He met her walking in the olive-yard upon the hill whence her husband’s chief means had been derived. “And to think that all these fine trees, our fruitful arativo, and our bright green prativo84, are to be sold to pay those rascally creditors of my brute of a husband!” she mused as she sat upon the rising ground, and cried. “If he had nothing to leave me, why did he go off in that cowardly way, and leave me here? what is the use of living, if one has nothing to live upon?”

The Devil overheard her, and perceived she was just in the mood for his purpose, but took care to appear to have heard nothing.

“And are you still charitably mourning because the Devil has taken your tyrant of a husband?”

“Not because he has taken him, but because he didn’t take me too, at the same time!” answered the woman, pettishly.
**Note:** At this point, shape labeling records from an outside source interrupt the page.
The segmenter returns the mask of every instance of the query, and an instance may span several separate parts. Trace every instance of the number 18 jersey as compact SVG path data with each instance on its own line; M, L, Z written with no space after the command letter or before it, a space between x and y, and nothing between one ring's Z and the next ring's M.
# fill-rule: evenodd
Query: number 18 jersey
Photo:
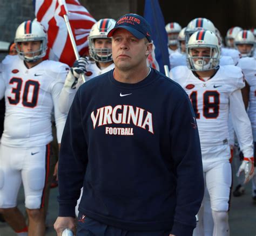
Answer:
M233 65L220 66L212 78L206 81L186 66L175 67L170 74L191 101L198 126L203 160L207 154L213 152L221 156L221 151L218 154L217 146L223 147L224 150L228 145L230 96L245 86L241 70ZM223 155L229 158L228 153Z

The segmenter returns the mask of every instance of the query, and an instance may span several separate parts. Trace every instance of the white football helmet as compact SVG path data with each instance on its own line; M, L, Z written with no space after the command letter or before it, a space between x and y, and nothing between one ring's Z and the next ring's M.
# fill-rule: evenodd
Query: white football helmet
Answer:
M198 30L210 30L214 33L215 32L213 23L206 18L196 18L192 20L186 28L186 43L188 41L190 37Z
M109 39L107 35L116 24L113 19L101 19L97 22L92 27L90 32L89 39L90 55L95 61L107 63L113 60L112 58L111 48L96 48L95 39L97 38L105 38Z
M242 30L242 29L238 26L232 27L232 28L230 28L227 31L227 35L226 36L226 45L228 47L234 47L232 42L233 41L237 34L241 30Z
M179 43L179 48L180 52L182 54L185 53L185 52L183 52L181 50L181 42L185 40L185 31L186 30L186 27L184 27L179 33L178 36L178 41Z
M209 48L208 57L193 55L192 49ZM186 45L187 66L192 71L208 71L216 68L219 64L220 42L214 33L209 30L200 30L194 33Z
M30 41L41 41L39 50L26 53L25 55L21 47L22 42ZM15 34L14 42L19 57L26 61L36 61L45 55L47 49L47 33L44 27L36 20L26 20L18 27ZM37 55L38 53L39 55ZM29 56L28 55L29 54Z
M253 35L254 36L254 41L256 43L256 29L251 29L251 32L253 33Z
M168 45L176 45L178 44L178 33L181 30L181 26L176 22L171 22L165 26L168 34Z
M252 45L251 49L246 52L241 52L238 47L239 44L250 44ZM242 57L252 57L254 52L254 36L250 30L242 30L235 37L234 41L235 48L238 50Z

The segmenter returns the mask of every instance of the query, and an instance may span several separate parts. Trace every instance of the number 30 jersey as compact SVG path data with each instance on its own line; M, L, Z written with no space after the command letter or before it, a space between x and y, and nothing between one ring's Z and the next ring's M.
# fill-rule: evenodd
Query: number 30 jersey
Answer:
M68 70L65 64L49 60L29 69L18 55L5 58L0 67L0 99L4 94L6 106L3 144L39 147L51 142L53 106L60 143L66 116L58 101Z
M245 120L250 123L240 91L245 86L241 69L233 65L220 66L213 77L206 81L197 77L186 66L174 68L171 71L170 76L182 86L191 101L198 126L203 161L228 159L230 157L227 148L230 107L234 112L232 114L235 115L233 116L238 117L237 120L240 115L245 116ZM235 91L238 95L234 96L234 100L238 97L241 107L239 111L234 110L233 108L235 107L231 106L231 98ZM250 136L247 137L250 143L243 147L244 150L247 150L246 154L252 154L250 156L253 156L252 135L250 130L251 128L247 127L245 129L248 132L243 133L239 121L235 121L238 124L235 126L240 130L238 134L241 138L246 135Z

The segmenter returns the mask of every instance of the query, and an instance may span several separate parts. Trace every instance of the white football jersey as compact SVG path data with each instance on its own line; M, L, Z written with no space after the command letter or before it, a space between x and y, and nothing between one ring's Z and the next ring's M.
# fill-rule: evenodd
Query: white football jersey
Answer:
M58 97L68 66L45 60L28 68L18 55L2 61L1 77L5 99L2 143L13 147L41 147L52 140L51 114L53 105L60 142L66 116L58 109ZM0 94L0 98L4 94Z
M256 59L253 57L241 58L237 65L245 74L250 86L249 115L253 129L254 142L256 141Z
M220 66L215 74L205 81L186 66L179 66L171 71L170 76L185 90L191 101L203 161L228 159L230 153L221 149L226 150L228 143L230 96L245 86L241 70L232 65Z
M227 47L221 47L221 55L231 57L235 65L238 64L238 60L241 58L241 54L238 51L235 49L228 48Z

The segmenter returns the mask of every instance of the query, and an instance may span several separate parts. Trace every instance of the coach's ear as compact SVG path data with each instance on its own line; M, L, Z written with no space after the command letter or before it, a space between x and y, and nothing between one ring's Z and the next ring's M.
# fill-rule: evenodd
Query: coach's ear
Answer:
M152 52L153 49L153 44L152 43L146 43L146 46L147 47L146 50L146 55L147 57Z

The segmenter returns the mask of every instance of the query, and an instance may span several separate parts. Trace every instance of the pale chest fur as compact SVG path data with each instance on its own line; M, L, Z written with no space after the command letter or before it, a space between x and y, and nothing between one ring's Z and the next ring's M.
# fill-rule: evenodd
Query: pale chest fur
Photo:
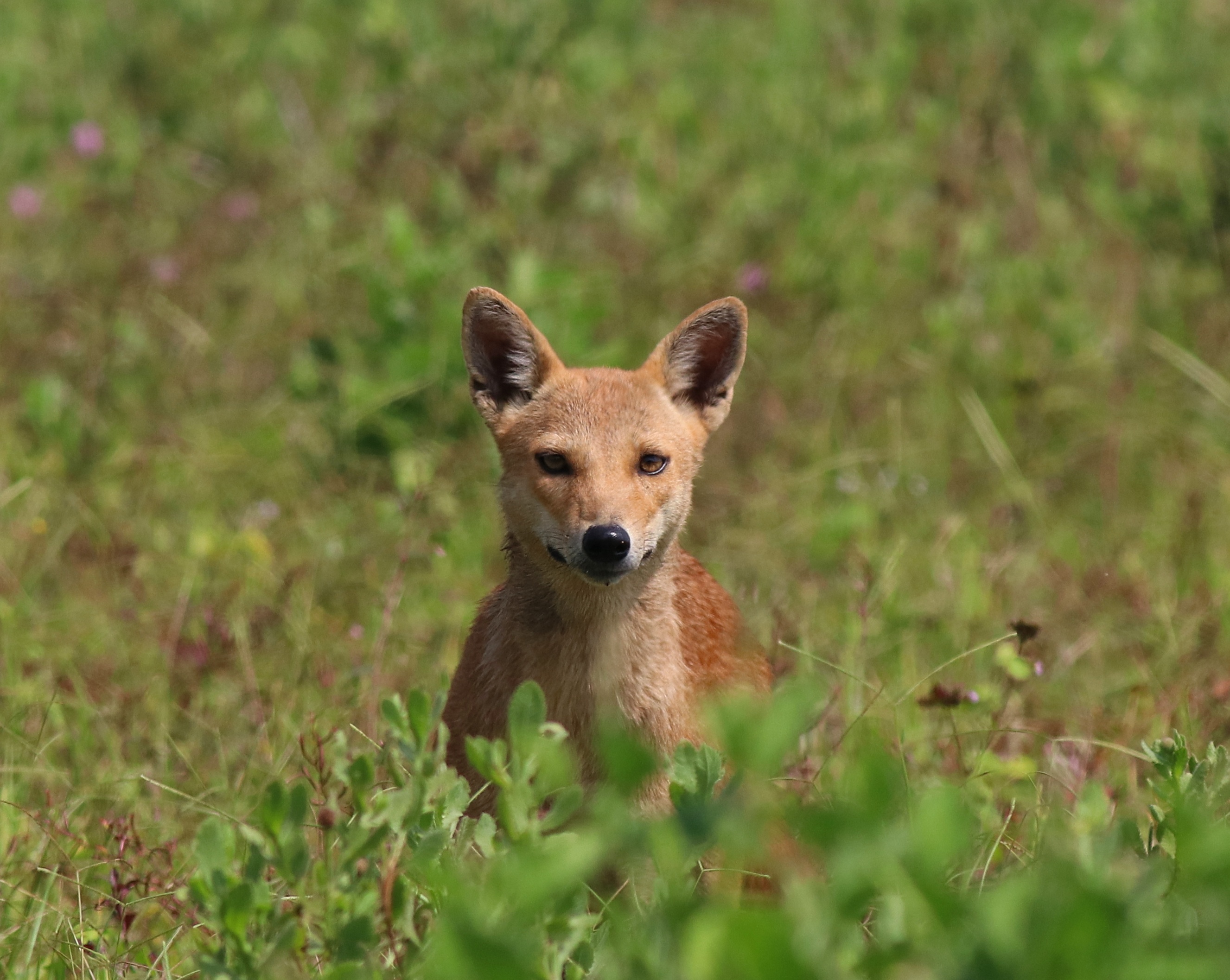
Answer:
M565 610L549 628L519 617L508 596L497 618L507 628L493 631L499 641L485 652L488 668L509 682L538 681L549 716L572 734L587 777L597 775L588 746L601 718L622 718L663 754L695 737L691 679L669 588L632 603Z

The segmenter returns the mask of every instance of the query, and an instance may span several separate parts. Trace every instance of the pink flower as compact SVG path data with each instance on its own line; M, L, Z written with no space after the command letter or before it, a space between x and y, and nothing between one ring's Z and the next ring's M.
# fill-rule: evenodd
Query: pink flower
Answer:
M223 214L231 221L247 221L261 210L261 199L251 191L235 191L223 198Z
M739 269L739 291L755 294L769 285L769 271L764 266L749 262Z
M164 285L170 285L180 278L180 263L172 256L157 256L150 259L150 275Z
M38 218L43 210L43 196L28 183L18 183L9 194L9 210L14 218Z
M106 145L107 138L97 123L86 121L73 127L73 149L77 151L77 156L97 156Z

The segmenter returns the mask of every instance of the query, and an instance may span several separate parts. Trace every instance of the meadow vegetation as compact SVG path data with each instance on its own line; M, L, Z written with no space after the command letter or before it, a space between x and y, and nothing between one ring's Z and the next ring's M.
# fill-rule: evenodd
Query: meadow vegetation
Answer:
M0 5L0 974L1228 975L1228 50L1225 0ZM481 821L477 284L573 364L748 302L685 543L781 675L587 800L525 689Z

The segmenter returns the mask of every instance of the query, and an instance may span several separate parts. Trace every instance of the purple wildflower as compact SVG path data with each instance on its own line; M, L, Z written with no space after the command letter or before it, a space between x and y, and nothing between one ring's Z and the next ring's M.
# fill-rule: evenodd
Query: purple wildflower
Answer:
M769 269L755 262L749 262L739 269L739 291L754 295L769 285Z
M180 263L172 256L157 256L150 259L150 275L164 285L170 285L180 278Z
M251 191L235 191L223 198L223 214L230 221L247 221L261 210L261 199Z
M43 210L43 196L28 183L18 183L9 193L9 210L14 218L30 220Z
M86 159L97 156L107 145L107 136L102 127L90 121L80 122L73 127L73 149L77 156Z

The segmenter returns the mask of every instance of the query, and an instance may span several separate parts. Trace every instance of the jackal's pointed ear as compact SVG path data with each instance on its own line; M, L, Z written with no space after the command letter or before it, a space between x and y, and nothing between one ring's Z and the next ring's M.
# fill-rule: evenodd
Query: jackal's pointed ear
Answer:
M734 296L701 306L667 334L645 363L675 403L713 432L731 411L748 349L748 307Z
M488 424L534 397L560 358L517 304L494 289L471 289L461 310L461 348L470 397Z

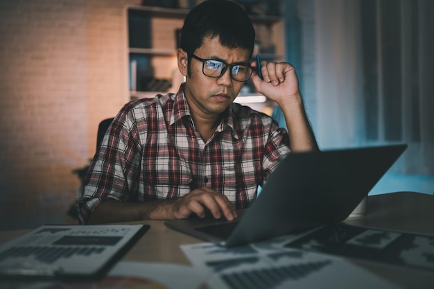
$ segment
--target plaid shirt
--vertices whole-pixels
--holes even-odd
[[[126,104],[95,155],[83,186],[80,218],[101,202],[179,198],[209,186],[243,209],[289,152],[289,139],[270,116],[232,103],[214,134],[200,136],[182,86],[177,94]]]

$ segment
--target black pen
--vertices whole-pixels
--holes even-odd
[[[259,58],[259,54],[257,54],[257,69],[258,70],[258,76],[263,80],[262,78],[262,72],[261,72],[261,58]]]

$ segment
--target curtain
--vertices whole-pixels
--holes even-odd
[[[391,171],[434,175],[433,7],[315,1],[320,148],[406,143]]]

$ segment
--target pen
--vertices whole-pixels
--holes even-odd
[[[263,80],[262,78],[262,72],[261,72],[261,58],[259,58],[259,54],[257,54],[257,69],[258,70],[258,76]]]

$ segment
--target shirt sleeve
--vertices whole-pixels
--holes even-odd
[[[276,168],[281,157],[289,152],[290,149],[288,132],[285,128],[279,128],[277,122],[272,120],[262,163],[264,181],[266,181],[270,174]]]
[[[125,105],[107,129],[83,181],[78,203],[81,224],[86,224],[92,212],[106,200],[134,199],[140,159],[137,124]]]

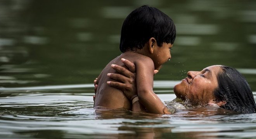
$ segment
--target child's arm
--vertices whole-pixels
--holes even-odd
[[[137,92],[140,103],[150,113],[169,114],[168,108],[153,92],[154,66],[149,58],[135,62],[136,67]]]
[[[108,74],[108,76],[109,78],[118,81],[109,81],[107,82],[107,83],[111,86],[123,90],[126,97],[131,101],[133,98],[132,97],[135,95],[137,95],[136,90],[134,89],[135,88],[136,88],[136,83],[135,81],[134,81],[135,80],[135,75],[136,74],[134,73],[135,72],[136,68],[137,67],[135,66],[133,63],[131,62],[128,60],[122,59],[122,61],[129,70],[119,65],[112,65],[111,66],[112,68],[121,74],[116,73]],[[154,71],[154,74],[156,74],[157,71],[158,71],[155,70]],[[150,74],[150,73],[148,73]],[[152,86],[153,85],[152,85]],[[157,103],[157,105],[162,106],[161,107],[157,107],[158,108],[163,108],[161,110],[158,110],[158,111],[161,112],[159,113],[161,114],[170,114],[170,112],[168,111],[168,109],[166,107],[163,105],[160,99],[153,92],[152,90],[150,93],[152,93],[152,95],[147,95],[147,97],[145,96],[145,99],[148,99],[151,102],[150,104],[148,105],[148,105],[145,106],[146,108],[148,110],[150,109],[150,107],[153,108],[154,107],[155,107],[155,105],[157,105],[156,103]],[[147,98],[146,98],[146,97],[147,97]],[[139,101],[135,102],[133,104],[133,111],[145,111],[144,107],[142,106],[141,102],[142,101],[142,102],[143,101],[142,100],[139,100]],[[161,103],[159,103],[160,102],[161,102]],[[154,112],[149,111],[149,112],[156,113]]]

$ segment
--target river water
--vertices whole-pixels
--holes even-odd
[[[0,0],[0,138],[254,138],[256,115],[195,108],[170,115],[95,110],[93,80],[121,54],[132,10],[174,21],[172,58],[154,77],[164,101],[190,70],[235,68],[256,99],[253,0]]]

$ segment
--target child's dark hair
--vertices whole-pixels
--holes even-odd
[[[132,11],[125,20],[119,48],[122,52],[141,49],[151,37],[159,46],[163,42],[173,44],[176,36],[175,27],[170,17],[156,8],[144,5]]]

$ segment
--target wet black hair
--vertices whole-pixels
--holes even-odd
[[[151,37],[157,45],[173,44],[176,36],[173,21],[156,8],[144,5],[128,15],[123,24],[119,49],[121,52],[142,49]]]
[[[250,86],[235,69],[220,66],[217,76],[218,86],[214,92],[217,102],[226,104],[220,107],[241,113],[256,113],[256,104]]]

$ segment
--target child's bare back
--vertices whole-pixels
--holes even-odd
[[[123,91],[110,86],[107,83],[107,81],[113,80],[108,77],[107,74],[116,72],[111,68],[112,64],[125,66],[121,62],[121,59],[122,58],[135,63],[138,60],[147,60],[151,61],[149,62],[153,63],[152,60],[148,57],[131,51],[126,51],[110,61],[103,69],[97,80],[96,84],[98,85],[98,87],[95,93],[95,108],[131,109],[131,102],[123,94]],[[154,70],[152,71],[153,72]]]
[[[107,76],[108,73],[116,72],[112,69],[112,64],[125,67],[121,61],[122,58],[136,66],[137,98],[143,106],[150,105],[151,102],[145,98],[155,95],[153,92],[154,70],[159,70],[171,58],[170,50],[176,32],[171,19],[155,8],[144,5],[131,12],[124,21],[121,31],[119,49],[123,53],[106,66],[95,83],[98,86],[94,108],[131,109],[133,101],[128,99],[121,90],[107,83],[116,81]]]

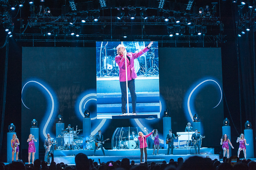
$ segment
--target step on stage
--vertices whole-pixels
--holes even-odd
[[[155,162],[162,162],[166,161],[169,162],[172,158],[177,161],[178,158],[182,157],[184,161],[191,156],[197,156],[202,157],[209,156],[212,160],[217,159],[219,160],[219,155],[214,154],[214,148],[202,148],[200,150],[201,155],[195,155],[194,148],[175,149],[173,150],[174,155],[166,155],[167,153],[166,149],[159,150],[159,155],[153,155],[153,150],[147,150],[148,153],[148,162],[154,161]],[[135,163],[140,163],[140,151],[139,149],[133,150],[105,150],[105,156],[103,156],[102,151],[100,150],[96,151],[96,156],[92,156],[93,150],[59,150],[54,151],[54,161],[56,163],[64,162],[65,164],[75,164],[75,156],[79,153],[83,153],[88,157],[94,160],[94,161],[98,163],[99,158],[101,162],[107,162],[108,161],[116,161],[122,160],[123,158],[128,158],[130,161],[134,160]],[[155,150],[156,154],[157,150]],[[171,150],[170,150],[171,152]]]

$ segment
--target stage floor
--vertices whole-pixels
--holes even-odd
[[[219,160],[219,155],[214,154],[214,148],[202,148],[200,151],[201,155],[195,155],[194,148],[174,149],[173,155],[167,155],[167,149],[160,149],[158,153],[159,155],[153,155],[153,150],[149,149],[147,150],[148,153],[148,161],[154,161],[155,162],[162,162],[166,161],[169,162],[170,159],[173,159],[177,161],[178,158],[182,157],[185,160],[189,157],[198,156],[203,157],[207,156],[212,159],[218,159]],[[101,162],[106,162],[109,161],[116,161],[118,160],[122,160],[123,158],[128,158],[130,161],[134,160],[136,163],[140,163],[140,151],[139,149],[133,150],[104,150],[105,156],[103,156],[103,153],[100,150],[96,151],[96,156],[93,156],[93,150],[59,150],[54,151],[54,161],[56,163],[64,162],[67,164],[75,164],[75,156],[79,153],[83,153],[86,154],[89,158],[94,159],[95,161],[98,163],[99,158]],[[155,151],[155,154],[157,153]],[[170,153],[171,151],[170,151]]]

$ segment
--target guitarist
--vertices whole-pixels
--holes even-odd
[[[200,138],[201,137],[200,135],[198,133],[198,130],[197,129],[195,129],[195,133],[193,133],[193,135],[191,137],[191,139],[192,139],[192,140],[193,140],[195,141],[196,141],[197,140]],[[201,146],[201,143],[202,141],[201,140],[200,140],[200,141],[198,141],[198,142],[196,142],[196,143],[194,145],[194,146],[195,147],[195,152],[196,154],[198,154],[198,153],[196,151],[197,147],[198,147],[198,154],[200,154],[200,146]]]
[[[168,141],[168,149],[167,150],[167,155],[169,155],[169,150],[170,150],[170,148],[171,148],[171,154],[172,155],[173,154],[173,148],[174,146],[173,146],[174,141],[173,139],[175,138],[175,139],[177,139],[177,137],[175,137],[175,135],[172,133],[172,131],[171,129],[169,130],[169,134],[167,135],[167,137],[166,137],[166,140]]]
[[[95,142],[98,143],[99,142],[101,144],[104,144],[104,141],[103,141],[103,135],[101,134],[101,130],[99,130],[98,131],[99,133],[98,135],[96,135],[95,136]],[[103,149],[103,147],[102,147],[102,145],[101,144],[99,146],[99,147],[101,149],[102,151],[102,153],[103,153],[103,156],[105,156],[105,153],[104,152],[104,150]],[[95,153],[96,152],[96,150],[98,147],[95,145],[95,147],[94,147],[94,150],[93,152],[93,156],[94,156],[95,155]]]

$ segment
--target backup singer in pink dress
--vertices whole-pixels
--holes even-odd
[[[35,159],[35,142],[37,142],[34,136],[30,134],[29,136],[29,138],[27,142],[29,142],[29,164],[30,164],[30,157],[31,153],[32,153],[32,164],[34,164],[34,160]]]
[[[19,148],[19,145],[20,145],[20,141],[19,139],[17,138],[15,134],[12,135],[12,139],[11,140],[11,144],[12,148],[12,160],[14,160],[14,153],[16,153],[16,161],[19,159],[19,152],[20,152],[20,149]],[[15,149],[15,146],[16,147]]]
[[[237,152],[237,157],[239,158],[239,155],[241,150],[244,151],[244,158],[246,158],[246,147],[245,145],[249,145],[249,144],[246,143],[246,139],[244,138],[244,135],[241,133],[240,137],[238,137],[236,140],[236,143],[239,142],[239,148]]]
[[[119,81],[122,94],[122,114],[126,112],[126,75],[125,71],[125,56],[126,56],[127,68],[127,81],[128,88],[131,93],[132,112],[134,114],[136,112],[137,95],[135,93],[135,84],[134,79],[137,78],[137,74],[134,68],[134,60],[140,57],[143,54],[149,50],[153,42],[142,50],[136,53],[128,52],[126,51],[125,47],[123,45],[119,44],[116,47],[117,53],[118,55],[116,56],[115,61],[119,67]]]
[[[147,161],[148,158],[148,154],[147,153],[147,147],[148,144],[147,144],[146,138],[152,135],[154,133],[154,130],[153,130],[152,132],[150,133],[148,135],[144,135],[143,133],[141,132],[139,133],[139,136],[138,139],[140,141],[140,162],[142,162],[142,157],[143,156],[143,151],[145,153],[145,161]]]
[[[225,156],[226,151],[227,151],[227,157],[229,158],[229,146],[228,144],[230,144],[232,149],[234,149],[234,147],[232,145],[230,141],[228,138],[227,134],[224,134],[222,136],[222,138],[221,139],[221,144],[222,145],[222,149],[223,150],[223,156]]]
[[[156,148],[157,148],[157,153],[158,154],[158,151],[159,151],[159,147],[160,147],[160,143],[159,142],[159,136],[158,135],[158,131],[157,129],[155,129],[154,133],[154,150],[153,151],[153,155],[154,155],[154,151]]]

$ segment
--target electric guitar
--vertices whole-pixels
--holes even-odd
[[[180,135],[178,135],[177,137],[180,136]],[[174,138],[172,138],[170,139],[166,140],[166,144],[168,144],[168,143],[171,142],[171,141],[172,141],[175,138],[176,138],[176,137],[175,137]]]
[[[192,144],[193,144],[193,145],[195,145],[197,143],[197,142],[198,142],[200,140],[201,140],[201,139],[202,139],[203,138],[205,138],[205,136],[202,136],[198,139],[196,139],[195,141],[192,141]]]
[[[95,145],[96,145],[96,146],[97,147],[99,147],[100,145],[102,145],[102,143],[103,142],[105,142],[106,141],[108,141],[109,140],[109,138],[108,138],[107,139],[105,140],[105,141],[102,141],[101,142],[97,142],[97,143],[95,143]]]

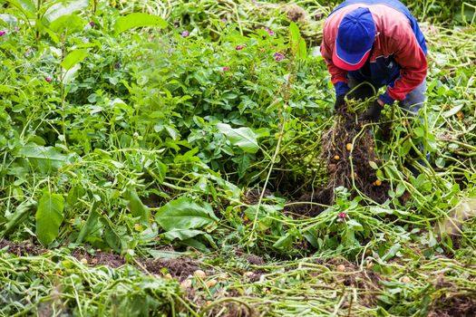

“What! did you love the old churl as much as all that?” asked Luxehale.

“Love him! what put that into your head? But I didn’t want to be left here to starve, I suppose.”

“Come along with me then, and you shan’t starve. You shall have a jollier time of it than with the old fool who is dead – plenty to eat and drink, and no lack, and no work!”

“That’s not a bad proposition, certainly; but, pray, who are you?”

“I am he who you regretted just now had not taken you. I will take you, if you wish, and make you my wife.”

You the Devil!” exclaimed the woman, eyeing the handsome person he had assumed from head to foot; “impossible, you can’t be the Devil!”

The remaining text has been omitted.